« Le cyclisme reste un sport macho, on a la chance d’avoir des gens ouverts ici »

Le 9 octobre, trente-neuf coureuses s’élanceront de Farino pour une 6e édition d’Au Tour d’Elles qui inspire beaucoup de satisfaction à Régine Saphores, concurrente depuis la première édition et désormais organisatrice : elle nous parle du chemin parcouru, de réussir à se faire une place dans le calendrier et parmi les hommes…

« Au comité, tout le monde n’était pas d’accord, au départ… Une femme sur un vélo, ça ne passait pas. » C’était il y a sept ans à peine, et les femmes roulaient pourtant depuis longtemps. Mais Gérard Salaün, alors président du Comité régional de cyclisme, se souvient avoir été contraint d’argumenter. L’idée d’un tour de Calédonie féminin, lancée par une équipe soudée autour de Diane Moutoussamy, est finalement devenue réalité.

Régine Saphores était au départ de cette première édition. Les trois étapes n’étaient qu’une promenade de santé pour l’ancienne spécialiste de la course à pied, venue à bout de l’Ultra-Trail du Mont-Blanc (170 km), puis de la Diagonale des Fous (180 km) en 2008. Mais elle avait abordé l’épreuve avec l’enthousiasme de celles qui servent une cause. « Il y avait assez peu d’épreuves longue distance pour les femmes avant 2015, notamment en France, qui est un mauvais élève. L’idée d’être précurseur, ça m’enchantait. » Elle se souvient des oppositions, évidemment, mais retient aussi les soutiens. « Le cyclisme reste globalement un sport macho, on a la chance d’avoir des gens ouverts ici », analyse-t-elle.

« RÉGINE, ELLE EST DIRECTE ! »

Elle se souvient de la visite en Calédonie de deux cadres de la Fédération française de cyclisme, quelques mois avant le grand départ. « Ils étaient extrêmement surpris de voir des filles passer deux heures à rouler le soir, après le boulot, en lâchant un peu leur famille… » Depuis, la motivation n’a pas faibli et la préparation s’est professionnalisée : les 39 concurrentes de la 6e édition sont entraînées par le triathlète Mathieu Szalamacha. « Si on veut continuer à attirer les filles, il faut leur proposer quelque chose de sérieux », insiste celle qui est passée du côté de l’organisation, il y a deux ans.
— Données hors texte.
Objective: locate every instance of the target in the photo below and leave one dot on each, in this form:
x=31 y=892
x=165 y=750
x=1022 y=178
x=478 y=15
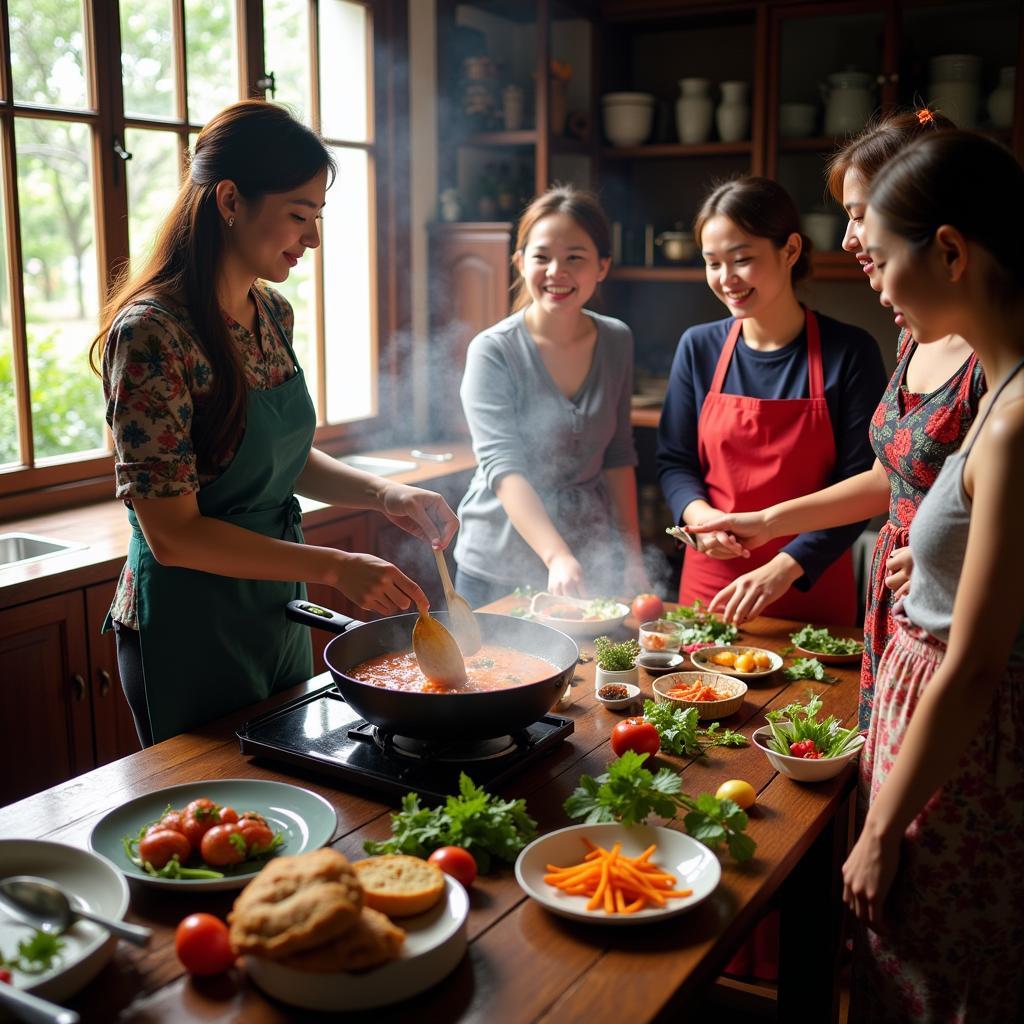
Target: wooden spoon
x=438 y=654
x=465 y=628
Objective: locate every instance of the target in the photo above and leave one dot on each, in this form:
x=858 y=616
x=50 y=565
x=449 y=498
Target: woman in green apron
x=213 y=430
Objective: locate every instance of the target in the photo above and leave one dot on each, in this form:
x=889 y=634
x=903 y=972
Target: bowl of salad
x=800 y=745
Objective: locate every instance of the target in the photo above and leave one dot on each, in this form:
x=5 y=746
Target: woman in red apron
x=770 y=403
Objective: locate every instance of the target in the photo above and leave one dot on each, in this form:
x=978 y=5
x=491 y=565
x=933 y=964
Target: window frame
x=30 y=488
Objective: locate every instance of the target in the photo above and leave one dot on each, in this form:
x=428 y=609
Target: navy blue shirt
x=854 y=378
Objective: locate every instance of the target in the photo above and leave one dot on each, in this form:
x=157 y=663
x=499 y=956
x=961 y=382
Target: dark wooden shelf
x=675 y=151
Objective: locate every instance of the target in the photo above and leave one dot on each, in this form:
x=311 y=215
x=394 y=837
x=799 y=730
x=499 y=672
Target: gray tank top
x=938 y=543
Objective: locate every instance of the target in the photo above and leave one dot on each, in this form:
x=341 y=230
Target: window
x=99 y=101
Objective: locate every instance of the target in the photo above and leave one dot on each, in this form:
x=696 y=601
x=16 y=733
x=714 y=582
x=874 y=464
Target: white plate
x=692 y=863
x=97 y=885
x=306 y=820
x=701 y=660
x=576 y=627
x=435 y=941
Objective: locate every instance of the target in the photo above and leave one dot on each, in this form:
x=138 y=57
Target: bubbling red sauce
x=492 y=668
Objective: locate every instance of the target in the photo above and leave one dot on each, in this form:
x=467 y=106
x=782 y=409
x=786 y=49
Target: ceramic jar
x=1000 y=100
x=733 y=115
x=694 y=110
x=848 y=101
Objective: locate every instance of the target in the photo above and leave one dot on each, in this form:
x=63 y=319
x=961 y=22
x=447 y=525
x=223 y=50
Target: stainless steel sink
x=17 y=548
x=382 y=467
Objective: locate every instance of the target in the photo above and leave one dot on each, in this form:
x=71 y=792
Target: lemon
x=738 y=792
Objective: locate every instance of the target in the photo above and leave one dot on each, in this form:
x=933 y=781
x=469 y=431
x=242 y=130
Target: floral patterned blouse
x=156 y=376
Elle a également pris des responsabilités au sein du Comité régional, où ses convictions bousculent encore les anciennes conceptions du cyclisme. « Régine, elle est directe ! », apprécie Gérard Salaün. « Certains le lui reprochent… Mais sans ça, on n’avance pas. Pour développer le cyclisme, on a besoin de femmes qui s’impliquent à fond, comme elle. »

© Au Tour d’Elles

ENCORE PLUS DE MIXITÉ

Diane Moutoussamy est heureuse de pouvoir compter sur « une belle relève ». « Quand l’équipe précédente a passé la main (en 2020, NDLR), on espérait qu’Au Tour d’Elles allait perdurer, à l’image du Tour Air France, et que l’événement conserverait cet état d’esprit collectif. » Celle qui vit désormais en Métropole – elle encadre des coureuses cyclistes dans le Limousin – a gagné son pari. « On voulait développer l’envie des femmes de faire du vélo de façon ludique mais aussi compétitive. Et ça a marché. Au-delà du tour de Calédonie, on voit de plus en plus de filles sur les courses cyclistes », constate Régine Saphores. Elle vise maintenant une autre forme de mixité. « J’aimerais beaucoup qu’une Kanak nous rejoigne. On a déjà eu des garçons sur le Cyclo Tour, mais pas de fille. J’ai un vélo de route dans le casier de mon club, s’il le faut… »

Gilles Caprais

Deux Tours, sept étapes
En même temps qu’Au Tour d’Elles, aura lieu la 2e édition du Cyclo Tour du Caillou, qui partage son esprit d’ouverture au plus grand nombre, et pas uniquement aux athlètes confirmés. Le départ des deux courses sera donné de Petit-Couli (Farino), dimanche 9 octobre. Après des passages par Bourail, Houaïlou, Ponérihouen, Poindimié, Hienghène, Touho, Pouembout et Boulouparis, l’arrivée sera jugée au sommet du col de Plum, samedi 15 octobre. Avec quelques boucles supplémentaires, le Cyclo Tour (484 km) sera un peu plus long qu’Au Tour d’Elles (366 km).